蓋を外す。中には、彼の記憶と一致する小さな村がひっそりと訪れる者を待っていた。彼は、かつてこの部屋にいた二人の少年の理想を一つ一つ視線で辿った。
小さな村、密やかな夢、何も分かっていなかった彼らそのものがその箱の中にいた。
そして。
たった一つ、彼に見覚えの無いものが箱の中に存在していた。
無くしたはずの水車だ。新しい歯車を探そうとはどちらも言い出さなかったために、水車小屋はただの小屋になっていたはずだった。そこに、小さな水車が取り付けられている。
それは、明らかに子供が作ったものではなかった。木の小片を削って組み合わせたもので、川にさらせば本当に回るだろう精巧なものだ。彼が指先でそっと触ると、褪せた水色のリボンの上で水車はくるりと回った。
彼は上着のポケットに手を入れた。指先に挟めるくらいの小さなそれを取り出して水車の隣りに置く。そして箱の蓋を持ち上げた。
「可愛らしいものを見つけたな」
背後からの声に、振り返りもせずに蓋を閉じる。
「中を見ろ」
立ちあがって床の空洞を指さし、不審に眉を寄せる顔に苦笑した。
「突き落として閉じ込めたりはしないさ」
「どうだかな……」
言いながら男は屈み、空洞に頭を突っ込んだ。
「何もないぞ?」
「何も無いな?」
「ああ、何を探しているんだ」
「だから、何も無いんだ。おまえが証人だ」
不服そうな男に笑い、彼は箱庭を元通りに空洞に収めた。
「随分と機嫌がいいな」
「気のせいだ」
「いや、機嫌がいいぞ。……不気味だ」
「言ってろ。来い、こっちを外す。手伝え」
「いよいよ怪しい」
「いつもの事だ、いい加減に慣れたらどうだ」
二人で隣りの敷石を外した。それを空洞の上部にはめ込み、元あった石と入れ替えた。
「これじゃあ、もう開かないと思うんだが」
「当たり前だろう、そうしたんだ」
「……怪しいな」
「聞き飽きた」
ガラクタを適当に撒いて床を動かした痕跡を消すと、彼はそこから背を向けた。そして、斜めになっている扉に手を掛けようとして、やめた。
「開けてくれ」
はあ? と言う男に腕を組んで見せる。やれやれと呟いた男は一つにくくり上げた髪を揺らし、はいはい仰せのままに、と扉を押した。

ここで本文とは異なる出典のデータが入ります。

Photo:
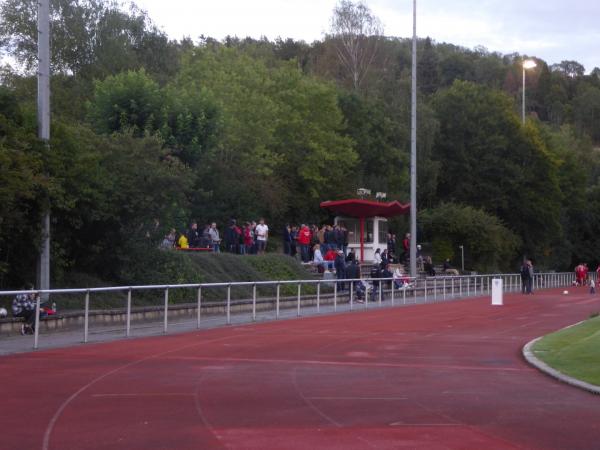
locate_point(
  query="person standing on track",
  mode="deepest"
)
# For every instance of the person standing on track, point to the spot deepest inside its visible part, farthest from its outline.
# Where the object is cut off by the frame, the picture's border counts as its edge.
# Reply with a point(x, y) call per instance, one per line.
point(529, 290)
point(524, 276)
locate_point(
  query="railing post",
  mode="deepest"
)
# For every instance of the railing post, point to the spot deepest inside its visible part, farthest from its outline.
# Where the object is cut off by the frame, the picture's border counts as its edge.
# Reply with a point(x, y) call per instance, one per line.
point(86, 317)
point(229, 304)
point(36, 332)
point(299, 290)
point(128, 318)
point(277, 301)
point(318, 296)
point(415, 289)
point(166, 326)
point(254, 302)
point(444, 288)
point(335, 297)
point(199, 301)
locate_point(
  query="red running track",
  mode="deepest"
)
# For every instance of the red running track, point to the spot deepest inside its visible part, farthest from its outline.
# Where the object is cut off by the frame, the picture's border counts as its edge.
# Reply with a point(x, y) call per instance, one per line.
point(435, 376)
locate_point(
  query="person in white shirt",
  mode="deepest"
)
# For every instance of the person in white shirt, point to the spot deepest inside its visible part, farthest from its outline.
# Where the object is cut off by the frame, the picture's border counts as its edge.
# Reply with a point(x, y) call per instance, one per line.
point(262, 234)
point(377, 257)
point(318, 258)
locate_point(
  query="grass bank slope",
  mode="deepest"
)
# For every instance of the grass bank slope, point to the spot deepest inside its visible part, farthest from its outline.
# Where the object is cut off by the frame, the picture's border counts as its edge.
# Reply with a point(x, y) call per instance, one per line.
point(573, 351)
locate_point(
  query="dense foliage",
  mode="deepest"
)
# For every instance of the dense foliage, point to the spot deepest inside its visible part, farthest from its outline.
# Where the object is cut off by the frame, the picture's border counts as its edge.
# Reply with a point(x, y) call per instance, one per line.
point(149, 133)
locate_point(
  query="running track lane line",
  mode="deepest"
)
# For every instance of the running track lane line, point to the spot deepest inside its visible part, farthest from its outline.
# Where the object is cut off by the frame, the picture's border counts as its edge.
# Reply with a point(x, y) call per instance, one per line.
point(352, 364)
point(62, 407)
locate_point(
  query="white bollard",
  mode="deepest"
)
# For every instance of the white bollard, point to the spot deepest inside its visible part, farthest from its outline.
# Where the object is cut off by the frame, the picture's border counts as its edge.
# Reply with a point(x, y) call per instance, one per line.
point(497, 292)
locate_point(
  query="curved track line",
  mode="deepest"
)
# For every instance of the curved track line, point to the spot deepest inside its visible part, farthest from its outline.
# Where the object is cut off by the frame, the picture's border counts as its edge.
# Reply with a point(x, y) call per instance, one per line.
point(203, 418)
point(61, 408)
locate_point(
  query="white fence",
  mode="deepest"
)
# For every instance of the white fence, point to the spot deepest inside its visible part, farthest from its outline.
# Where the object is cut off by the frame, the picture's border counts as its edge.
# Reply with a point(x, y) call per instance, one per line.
point(321, 292)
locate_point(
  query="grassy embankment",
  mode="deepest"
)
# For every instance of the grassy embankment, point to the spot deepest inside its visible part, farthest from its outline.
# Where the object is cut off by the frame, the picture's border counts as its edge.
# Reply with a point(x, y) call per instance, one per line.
point(574, 351)
point(171, 267)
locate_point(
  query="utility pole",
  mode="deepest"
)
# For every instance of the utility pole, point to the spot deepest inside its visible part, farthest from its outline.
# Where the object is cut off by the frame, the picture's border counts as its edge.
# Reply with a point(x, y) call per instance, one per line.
point(413, 152)
point(43, 117)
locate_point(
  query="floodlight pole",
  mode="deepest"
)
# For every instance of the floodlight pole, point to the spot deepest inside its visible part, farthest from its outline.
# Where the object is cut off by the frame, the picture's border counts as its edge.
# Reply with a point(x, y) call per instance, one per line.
point(43, 117)
point(413, 151)
point(527, 64)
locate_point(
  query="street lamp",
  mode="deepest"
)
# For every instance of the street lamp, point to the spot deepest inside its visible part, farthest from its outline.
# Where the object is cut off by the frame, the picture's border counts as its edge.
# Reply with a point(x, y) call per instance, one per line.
point(413, 150)
point(527, 64)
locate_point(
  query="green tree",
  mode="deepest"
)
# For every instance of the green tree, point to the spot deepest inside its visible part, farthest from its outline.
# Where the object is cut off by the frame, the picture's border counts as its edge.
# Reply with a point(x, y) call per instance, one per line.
point(489, 244)
point(491, 162)
point(127, 101)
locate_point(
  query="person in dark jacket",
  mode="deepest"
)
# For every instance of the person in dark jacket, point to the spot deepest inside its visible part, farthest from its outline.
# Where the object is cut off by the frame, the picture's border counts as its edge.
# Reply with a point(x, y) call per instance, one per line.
point(287, 239)
point(340, 269)
point(24, 306)
point(193, 235)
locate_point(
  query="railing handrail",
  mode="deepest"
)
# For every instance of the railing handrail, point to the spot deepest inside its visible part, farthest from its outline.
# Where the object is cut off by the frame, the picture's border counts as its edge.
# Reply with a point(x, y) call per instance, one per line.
point(248, 283)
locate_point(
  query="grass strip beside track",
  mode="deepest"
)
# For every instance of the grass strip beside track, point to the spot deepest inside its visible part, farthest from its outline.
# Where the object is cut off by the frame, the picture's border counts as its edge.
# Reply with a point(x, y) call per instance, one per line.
point(574, 351)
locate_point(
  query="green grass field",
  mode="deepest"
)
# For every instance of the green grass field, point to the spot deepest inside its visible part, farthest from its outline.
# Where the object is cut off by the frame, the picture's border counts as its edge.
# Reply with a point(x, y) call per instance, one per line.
point(574, 351)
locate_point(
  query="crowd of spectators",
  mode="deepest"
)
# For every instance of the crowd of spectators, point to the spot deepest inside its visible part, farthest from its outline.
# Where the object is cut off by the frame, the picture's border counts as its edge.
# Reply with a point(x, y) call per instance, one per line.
point(250, 238)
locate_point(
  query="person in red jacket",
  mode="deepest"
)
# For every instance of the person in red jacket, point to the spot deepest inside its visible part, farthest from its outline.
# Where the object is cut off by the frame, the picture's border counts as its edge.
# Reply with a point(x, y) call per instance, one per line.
point(304, 237)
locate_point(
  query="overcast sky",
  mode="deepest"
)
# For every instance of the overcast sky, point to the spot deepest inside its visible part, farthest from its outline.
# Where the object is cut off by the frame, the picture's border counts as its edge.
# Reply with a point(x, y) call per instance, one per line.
point(553, 30)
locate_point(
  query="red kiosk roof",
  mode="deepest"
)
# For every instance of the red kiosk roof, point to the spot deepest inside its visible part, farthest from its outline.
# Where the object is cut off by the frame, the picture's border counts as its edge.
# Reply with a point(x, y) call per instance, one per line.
point(366, 208)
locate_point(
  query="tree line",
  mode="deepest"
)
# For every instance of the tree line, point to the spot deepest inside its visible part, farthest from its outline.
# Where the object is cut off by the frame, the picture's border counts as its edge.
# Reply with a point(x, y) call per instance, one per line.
point(149, 133)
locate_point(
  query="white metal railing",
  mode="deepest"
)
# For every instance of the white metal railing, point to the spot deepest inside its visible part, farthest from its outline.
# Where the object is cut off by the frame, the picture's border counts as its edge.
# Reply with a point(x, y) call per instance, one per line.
point(440, 288)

やがて、勇ましく栄えるようになった部屋の床下で、時折水車はくるりと回る。
側に添えられたぴかぴかに光った歯車だけが、それを知っている。
話としては「箱庭」で終わった方がいいのかもしれませんが、彼らのその後を思えば寂しい、
それでもなんらかの救いが欲しいと思って書いた後日談です。タイトルはありません。
「箱庭」がちょっと短いような気もしましたので、おまけのつもりでひっそりと?リンクしておきました。